Housing starts plunge as mortgage rates pummel homebuilder sentiment

U.S. housing starts plunged to the lowest levels in more than two years last month, the U.S. Census Bureau indicated Tuesday, as mortgage rates remain near multi-decade highs and the job market shows signs of cooling into the autumn months.

August housing starts fell by a much-larger-than-expected 11.3% from July, the Census Bureau said, to an annual run rate of around 1.283 million units, well shy of analysts' estimates of a 1.44 million tally and the slowest pace since June of 2020. 

Builders broke ground on new single family homes at an annualized rate of 941,000, down 4.3% from July and again well shy of economists' forecasts.

Permits for new construction, however,, a good indicator of near-term housing demand, rose 6.9% to a rate of 1.543 million units. 

"The sharp drop in Housing Starts this morning is concerning because housing has been one of the pillars of the economy that has held up much better than expected," said Chris Zaccarelli, CIO for the Independent Advisor Alliance in Charlotte, North Carolina. 

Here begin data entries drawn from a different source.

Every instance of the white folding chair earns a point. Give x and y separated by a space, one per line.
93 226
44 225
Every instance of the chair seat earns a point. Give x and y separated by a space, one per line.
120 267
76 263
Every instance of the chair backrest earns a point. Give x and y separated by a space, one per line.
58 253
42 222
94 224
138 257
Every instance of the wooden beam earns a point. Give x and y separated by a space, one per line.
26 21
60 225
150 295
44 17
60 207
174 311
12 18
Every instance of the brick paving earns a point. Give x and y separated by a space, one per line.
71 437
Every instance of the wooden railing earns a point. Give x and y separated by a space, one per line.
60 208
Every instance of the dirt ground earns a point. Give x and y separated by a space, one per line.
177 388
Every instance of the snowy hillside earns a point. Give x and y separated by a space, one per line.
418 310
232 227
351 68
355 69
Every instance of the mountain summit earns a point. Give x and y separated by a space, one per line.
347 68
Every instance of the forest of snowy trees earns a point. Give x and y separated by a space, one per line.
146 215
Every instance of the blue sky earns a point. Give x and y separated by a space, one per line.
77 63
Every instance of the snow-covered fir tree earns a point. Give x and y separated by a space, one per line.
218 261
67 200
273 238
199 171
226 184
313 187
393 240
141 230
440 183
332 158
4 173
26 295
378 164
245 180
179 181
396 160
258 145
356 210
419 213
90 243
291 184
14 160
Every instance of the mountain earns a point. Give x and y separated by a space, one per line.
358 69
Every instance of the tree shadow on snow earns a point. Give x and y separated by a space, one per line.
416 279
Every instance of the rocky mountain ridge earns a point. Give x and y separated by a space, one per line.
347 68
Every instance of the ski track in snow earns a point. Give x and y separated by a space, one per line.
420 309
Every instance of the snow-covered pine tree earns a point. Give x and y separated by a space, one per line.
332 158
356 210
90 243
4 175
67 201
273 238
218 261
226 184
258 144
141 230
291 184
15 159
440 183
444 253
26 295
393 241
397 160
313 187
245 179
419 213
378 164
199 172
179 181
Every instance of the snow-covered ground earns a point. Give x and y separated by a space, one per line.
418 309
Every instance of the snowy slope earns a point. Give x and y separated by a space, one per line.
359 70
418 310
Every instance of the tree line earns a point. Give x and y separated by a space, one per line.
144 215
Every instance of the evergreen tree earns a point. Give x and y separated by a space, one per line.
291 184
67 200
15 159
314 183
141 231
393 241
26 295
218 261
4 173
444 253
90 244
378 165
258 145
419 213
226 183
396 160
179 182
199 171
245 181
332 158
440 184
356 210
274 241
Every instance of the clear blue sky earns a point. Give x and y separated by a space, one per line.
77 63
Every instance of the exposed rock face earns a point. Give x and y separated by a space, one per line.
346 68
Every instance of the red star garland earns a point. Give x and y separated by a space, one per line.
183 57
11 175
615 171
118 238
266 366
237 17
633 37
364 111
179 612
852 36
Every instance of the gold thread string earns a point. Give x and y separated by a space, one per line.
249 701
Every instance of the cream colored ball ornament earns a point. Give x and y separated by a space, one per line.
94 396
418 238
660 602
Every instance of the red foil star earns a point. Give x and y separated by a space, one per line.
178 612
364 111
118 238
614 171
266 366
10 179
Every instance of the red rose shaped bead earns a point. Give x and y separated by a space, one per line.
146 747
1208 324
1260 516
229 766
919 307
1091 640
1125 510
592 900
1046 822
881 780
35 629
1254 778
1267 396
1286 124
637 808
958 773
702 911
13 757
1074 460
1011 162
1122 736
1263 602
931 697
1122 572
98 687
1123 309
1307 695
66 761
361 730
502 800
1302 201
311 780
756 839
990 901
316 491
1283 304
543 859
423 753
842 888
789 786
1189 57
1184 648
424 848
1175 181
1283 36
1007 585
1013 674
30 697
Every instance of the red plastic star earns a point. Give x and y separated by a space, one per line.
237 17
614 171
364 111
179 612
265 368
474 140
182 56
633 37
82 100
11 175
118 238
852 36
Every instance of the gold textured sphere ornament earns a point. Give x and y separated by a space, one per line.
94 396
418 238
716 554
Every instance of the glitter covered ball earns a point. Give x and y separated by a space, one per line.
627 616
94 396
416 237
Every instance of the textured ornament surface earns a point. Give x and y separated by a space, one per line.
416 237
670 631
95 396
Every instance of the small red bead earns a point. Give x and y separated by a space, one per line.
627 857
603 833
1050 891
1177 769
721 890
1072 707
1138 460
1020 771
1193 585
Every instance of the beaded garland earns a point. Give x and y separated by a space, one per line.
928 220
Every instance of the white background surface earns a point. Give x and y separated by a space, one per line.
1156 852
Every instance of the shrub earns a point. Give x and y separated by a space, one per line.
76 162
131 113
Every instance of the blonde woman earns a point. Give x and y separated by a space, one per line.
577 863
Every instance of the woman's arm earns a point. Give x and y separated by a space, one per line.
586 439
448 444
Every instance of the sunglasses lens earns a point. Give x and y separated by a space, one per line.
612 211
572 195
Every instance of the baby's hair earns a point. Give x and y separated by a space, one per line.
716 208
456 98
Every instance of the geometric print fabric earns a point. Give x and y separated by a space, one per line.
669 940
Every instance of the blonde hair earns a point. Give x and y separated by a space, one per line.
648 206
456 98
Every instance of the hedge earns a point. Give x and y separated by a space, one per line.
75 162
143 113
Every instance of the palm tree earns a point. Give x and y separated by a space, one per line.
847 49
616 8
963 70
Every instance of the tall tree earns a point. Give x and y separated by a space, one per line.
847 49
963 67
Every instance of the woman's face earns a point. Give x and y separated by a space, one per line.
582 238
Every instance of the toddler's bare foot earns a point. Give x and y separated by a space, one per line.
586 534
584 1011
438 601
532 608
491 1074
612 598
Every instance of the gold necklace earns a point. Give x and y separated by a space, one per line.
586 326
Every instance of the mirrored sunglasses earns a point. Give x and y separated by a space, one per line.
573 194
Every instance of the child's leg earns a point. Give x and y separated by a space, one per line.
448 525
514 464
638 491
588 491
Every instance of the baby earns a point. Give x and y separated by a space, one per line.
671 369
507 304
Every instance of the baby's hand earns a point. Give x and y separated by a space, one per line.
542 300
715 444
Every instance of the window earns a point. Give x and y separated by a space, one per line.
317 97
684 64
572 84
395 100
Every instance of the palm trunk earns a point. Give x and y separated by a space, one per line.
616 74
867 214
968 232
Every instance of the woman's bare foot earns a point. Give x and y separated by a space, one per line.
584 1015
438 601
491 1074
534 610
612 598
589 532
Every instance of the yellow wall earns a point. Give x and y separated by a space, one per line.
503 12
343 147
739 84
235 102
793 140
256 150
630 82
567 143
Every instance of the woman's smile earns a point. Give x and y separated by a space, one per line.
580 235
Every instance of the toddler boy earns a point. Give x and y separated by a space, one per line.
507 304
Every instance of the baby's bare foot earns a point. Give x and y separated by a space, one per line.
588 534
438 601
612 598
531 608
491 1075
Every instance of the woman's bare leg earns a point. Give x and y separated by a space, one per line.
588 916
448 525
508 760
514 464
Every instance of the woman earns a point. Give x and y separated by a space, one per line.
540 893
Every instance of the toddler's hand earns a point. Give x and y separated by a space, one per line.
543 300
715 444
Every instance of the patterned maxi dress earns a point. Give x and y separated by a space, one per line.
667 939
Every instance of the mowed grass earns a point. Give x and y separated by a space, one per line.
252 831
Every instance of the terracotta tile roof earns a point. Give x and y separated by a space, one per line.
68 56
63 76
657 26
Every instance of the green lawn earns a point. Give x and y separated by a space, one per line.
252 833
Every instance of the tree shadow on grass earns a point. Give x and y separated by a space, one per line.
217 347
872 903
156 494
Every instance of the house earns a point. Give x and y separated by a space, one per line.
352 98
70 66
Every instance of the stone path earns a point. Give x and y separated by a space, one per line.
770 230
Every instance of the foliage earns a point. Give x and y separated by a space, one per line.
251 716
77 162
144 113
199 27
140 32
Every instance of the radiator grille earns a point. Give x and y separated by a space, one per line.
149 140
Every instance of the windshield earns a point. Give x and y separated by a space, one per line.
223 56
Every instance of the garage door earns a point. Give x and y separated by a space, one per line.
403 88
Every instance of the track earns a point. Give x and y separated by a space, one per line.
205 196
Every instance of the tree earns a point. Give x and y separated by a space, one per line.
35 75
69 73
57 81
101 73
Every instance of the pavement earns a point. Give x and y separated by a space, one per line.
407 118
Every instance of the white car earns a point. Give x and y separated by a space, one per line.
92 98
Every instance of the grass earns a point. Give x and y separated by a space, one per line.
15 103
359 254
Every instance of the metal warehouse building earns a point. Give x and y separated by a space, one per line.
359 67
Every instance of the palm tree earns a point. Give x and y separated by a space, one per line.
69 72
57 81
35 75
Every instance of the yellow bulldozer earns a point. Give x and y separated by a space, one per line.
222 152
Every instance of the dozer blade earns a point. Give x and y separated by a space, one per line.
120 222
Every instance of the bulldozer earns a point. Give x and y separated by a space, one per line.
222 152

"If it turns out that this is the first crack in an otherwise bulletproof consumer then it could change the narrative from an economy that is impervious to rapid interest rate hikes to one that is vulnerable and susceptible to a recession," he added.

Housing starts had improved over the past year thanks in part to a consistent rise in new home sales, which have outpaced existing home sales as owners, locked into low mortgages, are reluctant to sell and refinance into a much higher rate.

July new home sales hit a 17-month high, in fact, rising 4.4% to an annualized rate of 714,000 as mortgage rates nudged past 7$ to the highest levels since 2001.

However, that relentless rise in mortgages costs, tied to the Federal Reserve's inflation fight, looks to have taken its toll on market sentiment, according to the National Association of Homebuilders.

The NAHB's closely-tracked survey of builder confidence fell six points to a six-month low of 45 points in September, and fell through the breakeven 50-point mark for the first time in five months.

"The two-month decline in builder sentiment coincides with when mortgage rates jumped above 7% and significantly eroded buyer purchasing power,” said NAHB Chairman Alicia Huey. “And on the supply-side front, builders continue to grapple with shortages of construction workers, buildable lots and distribution transformers, which is further adding to housing affordability woes. Insurance cost and availability is also a growing concern for the housing sector.”